Having complained in December about the fierce competition for high quality, long-lease distribution assets that forced it to trim its dividend target, ASLI says it now has a pipeline of investment opportunities and is in exclusive discussions on two acquisitions worth €58 million.
In an announcement to the stock market, the trust said the logistics sector was ‘benefiting from rapid take-up of facilities and long, inflation-linked leases to quality tenants’ linked to the rapid growth in online shopping in Europe.
Fund manager Evert Castelein ‘We are seeking more funds now because the opportunity is still there,’ he said.
‘We have a strong pipeline with potential assets that we can buy and we would like to diversify further into new markets, new buildings, and more tenants,’ he said.
While there was no guarantee the two transactions being negotiated would go through, Castelein was ‘confident that the market for European logistics assets will continue to offer many attractive investment opportunities in the near future’
ASLI is offering up to 100 million new shares at 98.75p in a placing, open offer and offer for subscription aimed at private and professional investors.
The placing price is below the original launch price of 100p and represents a premium of 3.86% over the net asset value per share of €1.06 (95p) at 31 March. It is also a 1.74% discount below the closing price of 100.5p on 4 July before the share issue was announced.
Existing shareholders can apply for two new shares for every five ordinary shares they currently hold. The closing date for the offer, which is being co-ordinated by broker Investec Bank, is 11am on 25 July.
The large fund-raising requires shareholder approval at a general meeting on 24 July at which the company will also seek authorisation to issue up to a further 200 millioni shares in the next 12 months.

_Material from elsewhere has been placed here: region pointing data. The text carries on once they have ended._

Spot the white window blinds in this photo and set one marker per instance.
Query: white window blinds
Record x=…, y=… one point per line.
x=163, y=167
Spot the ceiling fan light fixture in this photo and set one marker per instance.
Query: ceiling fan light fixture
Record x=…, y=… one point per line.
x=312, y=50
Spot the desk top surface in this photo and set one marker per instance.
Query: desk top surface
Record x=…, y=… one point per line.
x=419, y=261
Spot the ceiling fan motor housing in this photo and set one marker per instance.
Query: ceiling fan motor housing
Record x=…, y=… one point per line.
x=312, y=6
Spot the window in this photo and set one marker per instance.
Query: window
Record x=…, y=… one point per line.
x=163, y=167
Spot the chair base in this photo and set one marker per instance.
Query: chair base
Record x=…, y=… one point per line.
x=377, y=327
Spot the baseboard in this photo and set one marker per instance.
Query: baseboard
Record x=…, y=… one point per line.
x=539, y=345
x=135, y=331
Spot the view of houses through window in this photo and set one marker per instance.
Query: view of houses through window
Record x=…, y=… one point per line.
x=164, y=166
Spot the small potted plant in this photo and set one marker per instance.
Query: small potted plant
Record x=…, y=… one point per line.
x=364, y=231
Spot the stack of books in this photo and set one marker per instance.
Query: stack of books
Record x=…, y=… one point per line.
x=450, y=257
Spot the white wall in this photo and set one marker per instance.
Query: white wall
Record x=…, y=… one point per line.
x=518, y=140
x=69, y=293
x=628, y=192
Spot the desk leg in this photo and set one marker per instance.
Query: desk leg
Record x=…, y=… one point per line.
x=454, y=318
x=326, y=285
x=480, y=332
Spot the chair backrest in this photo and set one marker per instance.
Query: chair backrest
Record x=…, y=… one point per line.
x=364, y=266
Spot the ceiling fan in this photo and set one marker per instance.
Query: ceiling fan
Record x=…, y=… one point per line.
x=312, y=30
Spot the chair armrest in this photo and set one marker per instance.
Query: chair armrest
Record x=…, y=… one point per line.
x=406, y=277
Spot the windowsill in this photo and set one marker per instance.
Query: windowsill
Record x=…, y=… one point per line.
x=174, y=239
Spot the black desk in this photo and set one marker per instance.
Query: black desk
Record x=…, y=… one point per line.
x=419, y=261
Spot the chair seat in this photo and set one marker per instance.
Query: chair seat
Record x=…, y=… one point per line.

Growing the company would improve liquidity, or tradeability, of its shares and and lower charges currently set at 1.2% a year, according to the Association of Investment Companies.
Castelein said the real estate investment had an ‘income driven strategy’ aimed at generating ‘durable income streams’.
The company paid 3p of dividends per share last year while it was investing but this year is aiming to pay quarterly dividends equivalent to a 5% a yield in euro terms for an investor who bought its shares for 100p at launch.
To this end last month it declared a first interim dividend of €1.41 cents (1.27p).
The yield target was cut from an original target of 5.5% in December due to rising property prices depressing rental returns.
At 99.8p today, ASLI shares remain just below their launch price which in part reflects the cost of investment that has depressed their net asset value (NAV) by about 4%.
Liberum analyst Conor Finn said he expected short-term NAV performance to be further hindered by the transaction costs associated with the fund raise.
Although costs of buying properties have held back the NAV, Numis Securities analyst Ewan Lovett-Turner said investors ‘remain attracted to the investment proposition, reflected by the premium rating the shares continue to trade on’.
‘This is in stark contrast to its more diversified peer Schroders European Real Estate (SERE) with shares trading on a c.10% discount to the NAV.’